US rugby union club, based in San Francisco, CA

San Francisco Golden Gate Rugby Football Club is a rugby union club based in San Francisco, California. SFGG's first side competes in the Northern California Rugby Football Union's Men's Division I, Women's Division II, and Pacific Rugby Premiership. The SFGG Youth Program includes high school Varsity, Junior Varsity, Frosh-Soph teams as well as U-12, U-10 and U-8 (non-contact) youth teams. SFGG also fields nationally competitive Rugby Sevens squads over the summer. The SFGG Old Boys team, the Señors, feature in occasional matches.

==History==
SFGG Rugby was formed in 2001 from the merger of the San Francisco Rugby Club and the Golden Gate Rugby Club. The club won the 2009 and 2011 Rugby Super League championships defeating Life University in the final both times, by 23–13 and 20–5 respectively.

==Ray Sheeran Field==
San Francisco Golden Gate RFC leased land and a former PX building from the city of San Francisco on Treasure Island in the summer of 2005 for the purpose of building a field and clubhouse. The facility was opened in November 2005 with a grand banquet and dedication featuring former All Black captain Reuben Thorne and former US Eagle captain Dan Lyle. The pitch was formerly named for former club president and current director Greg Rocca. In March 2011, the pitch was renamed to Ray Sheeran Field.

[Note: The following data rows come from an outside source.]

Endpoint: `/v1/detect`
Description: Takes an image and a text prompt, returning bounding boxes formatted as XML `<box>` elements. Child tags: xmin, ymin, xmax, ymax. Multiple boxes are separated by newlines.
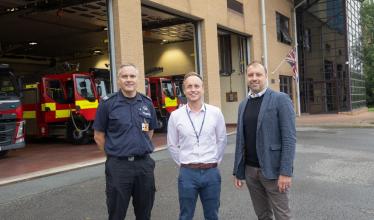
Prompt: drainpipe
<box><xmin>107</xmin><ymin>0</ymin><xmax>117</xmax><ymax>92</ymax></box>
<box><xmin>293</xmin><ymin>0</ymin><xmax>306</xmax><ymax>116</ymax></box>
<box><xmin>260</xmin><ymin>0</ymin><xmax>268</xmax><ymax>69</ymax></box>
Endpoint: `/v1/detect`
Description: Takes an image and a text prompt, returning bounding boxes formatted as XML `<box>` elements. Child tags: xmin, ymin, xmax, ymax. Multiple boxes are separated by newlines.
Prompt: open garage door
<box><xmin>141</xmin><ymin>5</ymin><xmax>199</xmax><ymax>132</ymax></box>
<box><xmin>0</xmin><ymin>0</ymin><xmax>113</xmax><ymax>143</ymax></box>
<box><xmin>0</xmin><ymin>0</ymin><xmax>112</xmax><ymax>92</ymax></box>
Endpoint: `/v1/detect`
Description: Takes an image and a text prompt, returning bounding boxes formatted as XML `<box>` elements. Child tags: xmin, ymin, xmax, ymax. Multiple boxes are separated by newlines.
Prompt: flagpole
<box><xmin>271</xmin><ymin>58</ymin><xmax>285</xmax><ymax>74</ymax></box>
<box><xmin>293</xmin><ymin>1</ymin><xmax>305</xmax><ymax>117</ymax></box>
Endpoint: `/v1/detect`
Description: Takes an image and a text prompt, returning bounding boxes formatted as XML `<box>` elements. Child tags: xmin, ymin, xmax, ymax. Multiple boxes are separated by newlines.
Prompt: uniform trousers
<box><xmin>245</xmin><ymin>165</ymin><xmax>292</xmax><ymax>220</ymax></box>
<box><xmin>178</xmin><ymin>167</ymin><xmax>221</xmax><ymax>220</ymax></box>
<box><xmin>105</xmin><ymin>155</ymin><xmax>156</xmax><ymax>220</ymax></box>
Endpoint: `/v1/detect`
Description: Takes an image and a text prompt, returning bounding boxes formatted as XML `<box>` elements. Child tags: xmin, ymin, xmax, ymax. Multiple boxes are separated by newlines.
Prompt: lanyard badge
<box><xmin>142</xmin><ymin>118</ymin><xmax>149</xmax><ymax>132</ymax></box>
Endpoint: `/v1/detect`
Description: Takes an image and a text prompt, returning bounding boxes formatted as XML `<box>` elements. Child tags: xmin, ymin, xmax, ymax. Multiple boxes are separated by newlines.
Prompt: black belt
<box><xmin>181</xmin><ymin>163</ymin><xmax>217</xmax><ymax>169</ymax></box>
<box><xmin>108</xmin><ymin>154</ymin><xmax>149</xmax><ymax>161</ymax></box>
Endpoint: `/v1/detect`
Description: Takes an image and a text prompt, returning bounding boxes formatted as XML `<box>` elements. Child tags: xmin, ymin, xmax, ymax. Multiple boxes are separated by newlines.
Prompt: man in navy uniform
<box><xmin>93</xmin><ymin>64</ymin><xmax>158</xmax><ymax>220</ymax></box>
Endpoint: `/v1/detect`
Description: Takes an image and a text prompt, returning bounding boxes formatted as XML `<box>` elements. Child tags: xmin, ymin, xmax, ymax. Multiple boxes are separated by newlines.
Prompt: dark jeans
<box><xmin>178</xmin><ymin>167</ymin><xmax>221</xmax><ymax>220</ymax></box>
<box><xmin>105</xmin><ymin>155</ymin><xmax>156</xmax><ymax>220</ymax></box>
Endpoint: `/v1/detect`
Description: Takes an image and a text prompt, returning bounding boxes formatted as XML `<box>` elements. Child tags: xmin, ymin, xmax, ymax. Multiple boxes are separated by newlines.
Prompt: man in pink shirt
<box><xmin>167</xmin><ymin>72</ymin><xmax>227</xmax><ymax>220</ymax></box>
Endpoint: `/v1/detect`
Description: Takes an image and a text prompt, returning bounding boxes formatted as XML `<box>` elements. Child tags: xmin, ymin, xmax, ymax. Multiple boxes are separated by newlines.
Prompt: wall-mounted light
<box><xmin>103</xmin><ymin>27</ymin><xmax>108</xmax><ymax>31</ymax></box>
<box><xmin>6</xmin><ymin>8</ymin><xmax>19</xmax><ymax>12</ymax></box>
<box><xmin>29</xmin><ymin>42</ymin><xmax>38</xmax><ymax>46</ymax></box>
<box><xmin>93</xmin><ymin>49</ymin><xmax>103</xmax><ymax>55</ymax></box>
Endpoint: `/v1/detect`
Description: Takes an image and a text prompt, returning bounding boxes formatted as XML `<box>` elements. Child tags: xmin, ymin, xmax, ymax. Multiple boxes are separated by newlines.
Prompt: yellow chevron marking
<box><xmin>75</xmin><ymin>100</ymin><xmax>98</xmax><ymax>109</ymax></box>
<box><xmin>41</xmin><ymin>103</ymin><xmax>56</xmax><ymax>111</ymax></box>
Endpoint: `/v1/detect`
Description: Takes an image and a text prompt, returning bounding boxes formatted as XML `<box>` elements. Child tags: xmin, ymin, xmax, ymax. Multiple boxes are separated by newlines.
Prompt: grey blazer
<box><xmin>233</xmin><ymin>88</ymin><xmax>296</xmax><ymax>180</ymax></box>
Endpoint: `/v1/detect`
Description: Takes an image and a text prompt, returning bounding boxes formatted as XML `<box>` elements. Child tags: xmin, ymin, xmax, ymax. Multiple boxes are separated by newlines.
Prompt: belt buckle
<box><xmin>128</xmin><ymin>156</ymin><xmax>135</xmax><ymax>161</ymax></box>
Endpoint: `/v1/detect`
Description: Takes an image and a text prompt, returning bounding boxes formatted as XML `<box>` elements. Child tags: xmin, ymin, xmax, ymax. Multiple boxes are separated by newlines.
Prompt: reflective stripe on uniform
<box><xmin>23</xmin><ymin>111</ymin><xmax>36</xmax><ymax>119</ymax></box>
<box><xmin>41</xmin><ymin>103</ymin><xmax>56</xmax><ymax>111</ymax></box>
<box><xmin>75</xmin><ymin>99</ymin><xmax>98</xmax><ymax>109</ymax></box>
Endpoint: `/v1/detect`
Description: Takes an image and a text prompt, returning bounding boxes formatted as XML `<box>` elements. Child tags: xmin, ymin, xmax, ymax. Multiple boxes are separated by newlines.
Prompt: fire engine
<box><xmin>0</xmin><ymin>64</ymin><xmax>25</xmax><ymax>157</ymax></box>
<box><xmin>172</xmin><ymin>75</ymin><xmax>187</xmax><ymax>106</ymax></box>
<box><xmin>145</xmin><ymin>77</ymin><xmax>179</xmax><ymax>132</ymax></box>
<box><xmin>22</xmin><ymin>72</ymin><xmax>106</xmax><ymax>144</ymax></box>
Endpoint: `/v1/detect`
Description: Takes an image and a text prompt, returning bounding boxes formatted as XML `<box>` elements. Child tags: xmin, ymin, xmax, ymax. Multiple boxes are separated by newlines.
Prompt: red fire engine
<box><xmin>22</xmin><ymin>72</ymin><xmax>105</xmax><ymax>144</ymax></box>
<box><xmin>0</xmin><ymin>65</ymin><xmax>25</xmax><ymax>157</ymax></box>
<box><xmin>145</xmin><ymin>77</ymin><xmax>179</xmax><ymax>132</ymax></box>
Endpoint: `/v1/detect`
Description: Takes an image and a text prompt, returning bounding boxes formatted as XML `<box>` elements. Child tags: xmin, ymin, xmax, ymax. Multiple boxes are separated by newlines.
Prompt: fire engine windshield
<box><xmin>75</xmin><ymin>76</ymin><xmax>95</xmax><ymax>101</ymax></box>
<box><xmin>0</xmin><ymin>74</ymin><xmax>18</xmax><ymax>98</ymax></box>
<box><xmin>46</xmin><ymin>80</ymin><xmax>66</xmax><ymax>103</ymax></box>
<box><xmin>161</xmin><ymin>80</ymin><xmax>175</xmax><ymax>98</ymax></box>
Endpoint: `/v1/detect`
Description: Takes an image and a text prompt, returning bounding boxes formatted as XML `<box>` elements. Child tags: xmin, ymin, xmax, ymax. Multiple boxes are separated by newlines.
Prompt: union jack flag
<box><xmin>285</xmin><ymin>48</ymin><xmax>298</xmax><ymax>81</ymax></box>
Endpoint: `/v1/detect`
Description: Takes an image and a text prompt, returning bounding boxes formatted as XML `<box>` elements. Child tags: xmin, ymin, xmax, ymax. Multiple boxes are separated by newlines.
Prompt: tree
<box><xmin>362</xmin><ymin>0</ymin><xmax>374</xmax><ymax>106</ymax></box>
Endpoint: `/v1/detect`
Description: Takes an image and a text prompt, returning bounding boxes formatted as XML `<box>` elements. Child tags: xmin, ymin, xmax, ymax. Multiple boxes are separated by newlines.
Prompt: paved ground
<box><xmin>1</xmin><ymin>111</ymin><xmax>373</xmax><ymax>184</ymax></box>
<box><xmin>1</xmin><ymin>127</ymin><xmax>374</xmax><ymax>220</ymax></box>
<box><xmin>0</xmin><ymin>125</ymin><xmax>236</xmax><ymax>184</ymax></box>
<box><xmin>296</xmin><ymin>111</ymin><xmax>374</xmax><ymax>128</ymax></box>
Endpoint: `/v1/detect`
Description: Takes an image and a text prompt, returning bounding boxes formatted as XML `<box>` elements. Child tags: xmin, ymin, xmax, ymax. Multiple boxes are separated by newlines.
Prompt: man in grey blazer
<box><xmin>233</xmin><ymin>61</ymin><xmax>296</xmax><ymax>220</ymax></box>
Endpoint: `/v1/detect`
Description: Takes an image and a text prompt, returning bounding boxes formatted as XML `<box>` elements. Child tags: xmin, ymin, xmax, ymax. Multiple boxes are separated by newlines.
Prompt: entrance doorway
<box><xmin>217</xmin><ymin>29</ymin><xmax>249</xmax><ymax>123</ymax></box>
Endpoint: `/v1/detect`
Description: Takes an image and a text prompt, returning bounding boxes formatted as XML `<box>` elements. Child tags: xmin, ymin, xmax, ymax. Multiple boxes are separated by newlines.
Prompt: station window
<box><xmin>306</xmin><ymin>78</ymin><xmax>314</xmax><ymax>102</ymax></box>
<box><xmin>304</xmin><ymin>28</ymin><xmax>312</xmax><ymax>52</ymax></box>
<box><xmin>279</xmin><ymin>75</ymin><xmax>293</xmax><ymax>100</ymax></box>
<box><xmin>276</xmin><ymin>12</ymin><xmax>292</xmax><ymax>45</ymax></box>
<box><xmin>218</xmin><ymin>34</ymin><xmax>233</xmax><ymax>76</ymax></box>
<box><xmin>227</xmin><ymin>0</ymin><xmax>243</xmax><ymax>14</ymax></box>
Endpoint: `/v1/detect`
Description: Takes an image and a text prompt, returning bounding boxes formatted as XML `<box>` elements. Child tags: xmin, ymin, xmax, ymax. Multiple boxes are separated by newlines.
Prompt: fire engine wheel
<box><xmin>156</xmin><ymin>117</ymin><xmax>168</xmax><ymax>133</ymax></box>
<box><xmin>67</xmin><ymin>121</ymin><xmax>90</xmax><ymax>145</ymax></box>
<box><xmin>0</xmin><ymin>150</ymin><xmax>8</xmax><ymax>158</ymax></box>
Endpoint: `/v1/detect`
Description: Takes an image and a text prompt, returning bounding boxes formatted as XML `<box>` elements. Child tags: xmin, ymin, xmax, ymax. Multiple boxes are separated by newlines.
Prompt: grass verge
<box><xmin>368</xmin><ymin>105</ymin><xmax>374</xmax><ymax>112</ymax></box>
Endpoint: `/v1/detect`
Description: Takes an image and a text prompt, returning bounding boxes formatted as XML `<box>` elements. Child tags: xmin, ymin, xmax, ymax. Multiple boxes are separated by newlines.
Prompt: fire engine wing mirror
<box><xmin>97</xmin><ymin>86</ymin><xmax>102</xmax><ymax>97</ymax></box>
<box><xmin>79</xmin><ymin>81</ymin><xmax>87</xmax><ymax>88</ymax></box>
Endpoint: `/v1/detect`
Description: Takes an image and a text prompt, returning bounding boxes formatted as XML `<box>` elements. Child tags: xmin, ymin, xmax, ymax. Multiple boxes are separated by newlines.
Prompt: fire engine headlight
<box><xmin>16</xmin><ymin>120</ymin><xmax>25</xmax><ymax>138</ymax></box>
<box><xmin>16</xmin><ymin>137</ymin><xmax>24</xmax><ymax>144</ymax></box>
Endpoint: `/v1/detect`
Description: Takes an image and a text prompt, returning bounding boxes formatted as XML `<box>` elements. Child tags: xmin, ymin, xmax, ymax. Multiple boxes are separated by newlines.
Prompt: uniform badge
<box><xmin>140</xmin><ymin>105</ymin><xmax>151</xmax><ymax>117</ymax></box>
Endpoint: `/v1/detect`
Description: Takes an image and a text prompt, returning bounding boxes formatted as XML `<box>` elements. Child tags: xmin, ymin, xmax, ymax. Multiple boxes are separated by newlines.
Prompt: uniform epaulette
<box><xmin>139</xmin><ymin>92</ymin><xmax>152</xmax><ymax>102</ymax></box>
<box><xmin>102</xmin><ymin>92</ymin><xmax>117</xmax><ymax>101</ymax></box>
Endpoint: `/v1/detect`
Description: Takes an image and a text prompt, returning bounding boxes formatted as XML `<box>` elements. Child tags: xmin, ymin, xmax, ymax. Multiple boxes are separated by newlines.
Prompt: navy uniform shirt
<box><xmin>93</xmin><ymin>91</ymin><xmax>158</xmax><ymax>157</ymax></box>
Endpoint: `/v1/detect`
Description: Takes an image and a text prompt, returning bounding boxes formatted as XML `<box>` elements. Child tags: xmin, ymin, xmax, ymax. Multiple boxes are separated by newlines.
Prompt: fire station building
<box><xmin>0</xmin><ymin>0</ymin><xmax>366</xmax><ymax>125</ymax></box>
<box><xmin>109</xmin><ymin>0</ymin><xmax>298</xmax><ymax>124</ymax></box>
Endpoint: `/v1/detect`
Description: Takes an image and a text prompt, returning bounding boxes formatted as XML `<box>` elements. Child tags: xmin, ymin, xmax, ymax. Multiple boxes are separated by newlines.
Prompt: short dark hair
<box><xmin>246</xmin><ymin>61</ymin><xmax>267</xmax><ymax>74</ymax></box>
<box><xmin>183</xmin><ymin>72</ymin><xmax>202</xmax><ymax>82</ymax></box>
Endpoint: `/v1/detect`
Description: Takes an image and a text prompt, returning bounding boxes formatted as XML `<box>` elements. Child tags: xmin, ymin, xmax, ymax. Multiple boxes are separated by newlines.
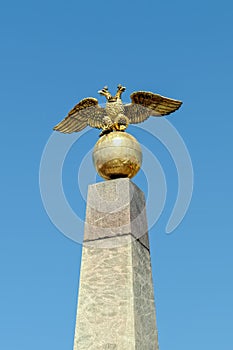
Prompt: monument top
<box><xmin>53</xmin><ymin>84</ymin><xmax>182</xmax><ymax>137</ymax></box>
<box><xmin>53</xmin><ymin>85</ymin><xmax>182</xmax><ymax>179</ymax></box>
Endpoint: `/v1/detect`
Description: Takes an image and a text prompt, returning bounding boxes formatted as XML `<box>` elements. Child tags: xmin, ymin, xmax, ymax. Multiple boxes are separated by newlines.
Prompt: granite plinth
<box><xmin>73</xmin><ymin>178</ymin><xmax>159</xmax><ymax>350</ymax></box>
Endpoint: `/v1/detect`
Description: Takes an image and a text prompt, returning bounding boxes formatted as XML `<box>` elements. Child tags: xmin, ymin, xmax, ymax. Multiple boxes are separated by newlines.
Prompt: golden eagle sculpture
<box><xmin>53</xmin><ymin>85</ymin><xmax>182</xmax><ymax>136</ymax></box>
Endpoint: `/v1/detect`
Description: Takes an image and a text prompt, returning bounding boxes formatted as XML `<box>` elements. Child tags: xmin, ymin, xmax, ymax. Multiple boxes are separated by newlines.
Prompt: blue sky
<box><xmin>1</xmin><ymin>0</ymin><xmax>233</xmax><ymax>349</ymax></box>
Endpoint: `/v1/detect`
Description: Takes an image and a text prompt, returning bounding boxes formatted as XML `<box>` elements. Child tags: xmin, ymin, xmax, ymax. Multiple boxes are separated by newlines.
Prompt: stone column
<box><xmin>73</xmin><ymin>178</ymin><xmax>159</xmax><ymax>350</ymax></box>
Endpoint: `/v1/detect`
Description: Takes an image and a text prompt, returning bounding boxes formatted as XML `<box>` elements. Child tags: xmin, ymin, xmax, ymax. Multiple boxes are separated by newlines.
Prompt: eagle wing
<box><xmin>124</xmin><ymin>91</ymin><xmax>182</xmax><ymax>124</ymax></box>
<box><xmin>53</xmin><ymin>98</ymin><xmax>106</xmax><ymax>133</ymax></box>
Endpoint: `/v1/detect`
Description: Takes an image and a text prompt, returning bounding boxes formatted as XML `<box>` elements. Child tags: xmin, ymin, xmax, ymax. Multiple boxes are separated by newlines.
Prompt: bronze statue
<box><xmin>53</xmin><ymin>85</ymin><xmax>182</xmax><ymax>137</ymax></box>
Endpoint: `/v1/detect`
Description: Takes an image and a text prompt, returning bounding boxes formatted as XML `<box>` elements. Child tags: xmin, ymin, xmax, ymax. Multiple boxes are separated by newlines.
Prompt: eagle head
<box><xmin>98</xmin><ymin>84</ymin><xmax>126</xmax><ymax>102</ymax></box>
<box><xmin>98</xmin><ymin>86</ymin><xmax>113</xmax><ymax>101</ymax></box>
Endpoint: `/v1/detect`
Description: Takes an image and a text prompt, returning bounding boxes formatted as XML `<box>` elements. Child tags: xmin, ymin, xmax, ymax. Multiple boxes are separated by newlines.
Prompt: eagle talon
<box><xmin>99</xmin><ymin>128</ymin><xmax>113</xmax><ymax>137</ymax></box>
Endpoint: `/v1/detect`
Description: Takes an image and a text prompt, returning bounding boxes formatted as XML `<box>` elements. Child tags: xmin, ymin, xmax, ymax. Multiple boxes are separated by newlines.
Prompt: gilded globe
<box><xmin>92</xmin><ymin>131</ymin><xmax>142</xmax><ymax>180</ymax></box>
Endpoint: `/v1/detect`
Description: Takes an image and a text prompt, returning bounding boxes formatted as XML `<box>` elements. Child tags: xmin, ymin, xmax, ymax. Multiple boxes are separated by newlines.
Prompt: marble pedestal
<box><xmin>73</xmin><ymin>178</ymin><xmax>159</xmax><ymax>350</ymax></box>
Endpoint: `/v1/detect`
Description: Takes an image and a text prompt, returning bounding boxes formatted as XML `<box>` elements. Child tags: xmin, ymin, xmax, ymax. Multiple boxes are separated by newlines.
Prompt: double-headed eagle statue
<box><xmin>53</xmin><ymin>85</ymin><xmax>182</xmax><ymax>136</ymax></box>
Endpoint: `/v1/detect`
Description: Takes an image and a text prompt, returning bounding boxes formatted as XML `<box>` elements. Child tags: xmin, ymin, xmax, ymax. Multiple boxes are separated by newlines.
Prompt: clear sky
<box><xmin>1</xmin><ymin>0</ymin><xmax>232</xmax><ymax>349</ymax></box>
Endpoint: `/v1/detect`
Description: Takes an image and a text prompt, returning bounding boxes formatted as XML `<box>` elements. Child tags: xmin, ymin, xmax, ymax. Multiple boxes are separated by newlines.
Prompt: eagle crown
<box><xmin>98</xmin><ymin>84</ymin><xmax>126</xmax><ymax>102</ymax></box>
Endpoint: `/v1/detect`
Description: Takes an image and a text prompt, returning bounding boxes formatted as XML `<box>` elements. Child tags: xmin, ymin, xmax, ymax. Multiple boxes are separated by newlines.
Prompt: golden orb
<box><xmin>92</xmin><ymin>131</ymin><xmax>142</xmax><ymax>180</ymax></box>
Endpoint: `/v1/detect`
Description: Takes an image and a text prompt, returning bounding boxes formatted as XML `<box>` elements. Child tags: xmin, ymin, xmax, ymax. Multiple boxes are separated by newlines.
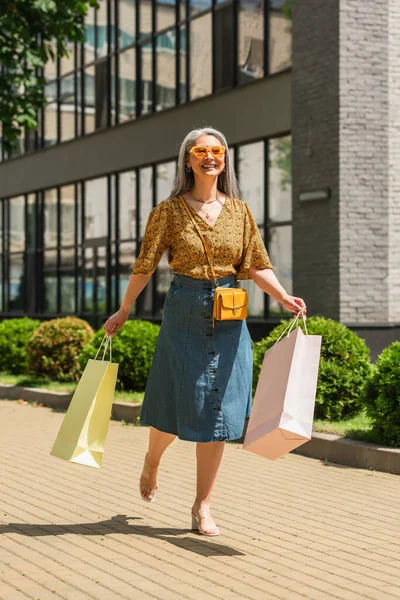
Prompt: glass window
<box><xmin>119</xmin><ymin>170</ymin><xmax>137</xmax><ymax>240</ymax></box>
<box><xmin>96</xmin><ymin>0</ymin><xmax>109</xmax><ymax>58</ymax></box>
<box><xmin>44</xmin><ymin>249</ymin><xmax>58</xmax><ymax>313</ymax></box>
<box><xmin>156</xmin><ymin>29</ymin><xmax>176</xmax><ymax>111</ymax></box>
<box><xmin>238</xmin><ymin>0</ymin><xmax>264</xmax><ymax>84</ymax></box>
<box><xmin>269</xmin><ymin>136</ymin><xmax>291</xmax><ymax>222</ymax></box>
<box><xmin>60</xmin><ymin>74</ymin><xmax>76</xmax><ymax>142</ymax></box>
<box><xmin>44</xmin><ymin>45</ymin><xmax>58</xmax><ymax>81</ymax></box>
<box><xmin>179</xmin><ymin>25</ymin><xmax>187</xmax><ymax>103</ymax></box>
<box><xmin>9</xmin><ymin>253</ymin><xmax>25</xmax><ymax>311</ymax></box>
<box><xmin>60</xmin><ymin>247</ymin><xmax>76</xmax><ymax>313</ymax></box>
<box><xmin>27</xmin><ymin>194</ymin><xmax>36</xmax><ymax>250</ymax></box>
<box><xmin>84</xmin><ymin>65</ymin><xmax>96</xmax><ymax>134</ymax></box>
<box><xmin>119</xmin><ymin>241</ymin><xmax>136</xmax><ymax>313</ymax></box>
<box><xmin>157</xmin><ymin>0</ymin><xmax>176</xmax><ymax>31</ymax></box>
<box><xmin>111</xmin><ymin>55</ymin><xmax>117</xmax><ymax>126</ymax></box>
<box><xmin>269</xmin><ymin>0</ymin><xmax>292</xmax><ymax>74</ymax></box>
<box><xmin>44</xmin><ymin>189</ymin><xmax>58</xmax><ymax>248</ymax></box>
<box><xmin>189</xmin><ymin>0</ymin><xmax>212</xmax><ymax>16</ymax></box>
<box><xmin>119</xmin><ymin>0</ymin><xmax>136</xmax><ymax>50</ymax></box>
<box><xmin>84</xmin><ymin>9</ymin><xmax>96</xmax><ymax>65</ymax></box>
<box><xmin>214</xmin><ymin>3</ymin><xmax>234</xmax><ymax>91</ymax></box>
<box><xmin>179</xmin><ymin>0</ymin><xmax>186</xmax><ymax>20</ymax></box>
<box><xmin>190</xmin><ymin>13</ymin><xmax>212</xmax><ymax>100</ymax></box>
<box><xmin>45</xmin><ymin>80</ymin><xmax>58</xmax><ymax>104</ymax></box>
<box><xmin>95</xmin><ymin>59</ymin><xmax>109</xmax><ymax>129</ymax></box>
<box><xmin>139</xmin><ymin>167</ymin><xmax>153</xmax><ymax>236</ymax></box>
<box><xmin>60</xmin><ymin>42</ymin><xmax>75</xmax><ymax>76</ymax></box>
<box><xmin>119</xmin><ymin>48</ymin><xmax>136</xmax><ymax>122</ymax></box>
<box><xmin>85</xmin><ymin>177</ymin><xmax>108</xmax><ymax>240</ymax></box>
<box><xmin>238</xmin><ymin>141</ymin><xmax>264</xmax><ymax>226</ymax></box>
<box><xmin>268</xmin><ymin>225</ymin><xmax>292</xmax><ymax>315</ymax></box>
<box><xmin>156</xmin><ymin>161</ymin><xmax>175</xmax><ymax>203</ymax></box>
<box><xmin>140</xmin><ymin>0</ymin><xmax>153</xmax><ymax>36</ymax></box>
<box><xmin>44</xmin><ymin>103</ymin><xmax>58</xmax><ymax>147</ymax></box>
<box><xmin>61</xmin><ymin>185</ymin><xmax>75</xmax><ymax>246</ymax></box>
<box><xmin>141</xmin><ymin>43</ymin><xmax>153</xmax><ymax>115</ymax></box>
<box><xmin>9</xmin><ymin>196</ymin><xmax>25</xmax><ymax>254</ymax></box>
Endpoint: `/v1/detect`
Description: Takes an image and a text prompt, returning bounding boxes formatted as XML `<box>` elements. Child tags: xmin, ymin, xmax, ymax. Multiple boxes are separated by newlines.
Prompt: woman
<box><xmin>104</xmin><ymin>127</ymin><xmax>306</xmax><ymax>537</ymax></box>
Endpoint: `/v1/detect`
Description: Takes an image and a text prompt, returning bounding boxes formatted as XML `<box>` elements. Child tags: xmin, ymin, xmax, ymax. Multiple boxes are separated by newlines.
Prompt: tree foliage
<box><xmin>0</xmin><ymin>0</ymin><xmax>98</xmax><ymax>153</ymax></box>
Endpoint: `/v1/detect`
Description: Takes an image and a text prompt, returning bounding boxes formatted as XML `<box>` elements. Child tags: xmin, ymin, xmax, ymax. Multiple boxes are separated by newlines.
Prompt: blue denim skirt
<box><xmin>140</xmin><ymin>274</ymin><xmax>253</xmax><ymax>442</ymax></box>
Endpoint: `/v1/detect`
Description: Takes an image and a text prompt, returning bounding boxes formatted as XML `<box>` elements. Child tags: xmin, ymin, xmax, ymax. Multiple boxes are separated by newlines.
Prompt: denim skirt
<box><xmin>140</xmin><ymin>273</ymin><xmax>253</xmax><ymax>442</ymax></box>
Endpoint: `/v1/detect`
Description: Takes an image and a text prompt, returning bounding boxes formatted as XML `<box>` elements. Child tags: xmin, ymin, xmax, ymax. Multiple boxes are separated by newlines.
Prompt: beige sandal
<box><xmin>191</xmin><ymin>507</ymin><xmax>220</xmax><ymax>536</ymax></box>
<box><xmin>139</xmin><ymin>454</ymin><xmax>159</xmax><ymax>503</ymax></box>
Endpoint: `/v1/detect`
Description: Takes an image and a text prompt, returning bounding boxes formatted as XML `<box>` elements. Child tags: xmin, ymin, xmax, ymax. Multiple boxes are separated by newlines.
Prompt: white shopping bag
<box><xmin>243</xmin><ymin>317</ymin><xmax>322</xmax><ymax>460</ymax></box>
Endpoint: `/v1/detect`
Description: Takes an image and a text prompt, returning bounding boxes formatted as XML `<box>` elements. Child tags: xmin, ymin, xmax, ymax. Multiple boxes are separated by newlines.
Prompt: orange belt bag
<box><xmin>179</xmin><ymin>196</ymin><xmax>248</xmax><ymax>327</ymax></box>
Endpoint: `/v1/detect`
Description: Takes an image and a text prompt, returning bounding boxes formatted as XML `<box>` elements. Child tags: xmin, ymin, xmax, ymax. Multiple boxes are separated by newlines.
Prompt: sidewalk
<box><xmin>0</xmin><ymin>400</ymin><xmax>399</xmax><ymax>600</ymax></box>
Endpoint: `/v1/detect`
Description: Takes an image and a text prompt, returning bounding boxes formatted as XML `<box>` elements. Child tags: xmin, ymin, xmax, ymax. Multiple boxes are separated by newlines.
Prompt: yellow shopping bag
<box><xmin>50</xmin><ymin>334</ymin><xmax>118</xmax><ymax>469</ymax></box>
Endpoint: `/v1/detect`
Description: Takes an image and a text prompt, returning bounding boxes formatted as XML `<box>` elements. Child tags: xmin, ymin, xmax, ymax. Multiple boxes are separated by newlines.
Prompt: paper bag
<box><xmin>50</xmin><ymin>336</ymin><xmax>118</xmax><ymax>469</ymax></box>
<box><xmin>243</xmin><ymin>321</ymin><xmax>322</xmax><ymax>460</ymax></box>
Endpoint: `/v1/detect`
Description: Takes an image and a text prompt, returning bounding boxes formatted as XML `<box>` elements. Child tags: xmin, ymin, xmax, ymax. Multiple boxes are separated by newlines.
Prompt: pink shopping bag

Ray Sheeran Field hosted the 2008, 2009, 2010, 2011, and 2012 USA Rugby National Club Sevens Championships.

==Club honors==
- Pacific Rugby Premiership
  - Champions: 2014
- USA Rugby Elite Cup
  - Champions: 2013
- Rugby Super League
  - Champions: 2009, 2011
  - Runner-up: 2004, 2010
  - Semifinalists: 2007
- US Men's Division I
  - Semifinalists: 1996, 2000, 2010
  - Finalists: 1999

==Notable players==

===Current players===
Players with international caps in bold.

- USA Daniel La Prevotte
- USA Aaron Latzke
- USA Saimone Laulaupeaalu
- USA Shaun Paga
- USA Danny Barrett — flanker
- USA Patrick Latu — San Francisco Rush captain
- USA Volney Rouse — flyhalf
- USA Mile Pulu — center
- USA Tai Enosa — fullback

===Former players===
Internationally capped players are in bold.

- USA Brian Barnard
- NZ Nathan Couch
- AUS Tony Daly
- USA Philippe Farner
- USA Robbie Flynn
- USA Oloseti Fifita
- USA Fred Forster
- USA Jay Hansen
- USA Britt Howard
- USA Seamus Kelly
- USA Mike MacDonald
- USA Samu Manoa
- USA Fifita Mounga
- USA Jone Naqica
- USA Folau Niua
- USA Thretton Palamo — center
- USA Shawn Pittman
- USA Naima Reddick
- USA Mark Scharrenberg
- USA Matt Sherman
- USA Paul Still
- USA Grant Wells
- USA Jay Wilkerson

==Sponsorship==
Notable primary sponsors include CallidusCloud and Canterbury of New Zealand. The club also has several secondary sponsorships from local and regional businesses.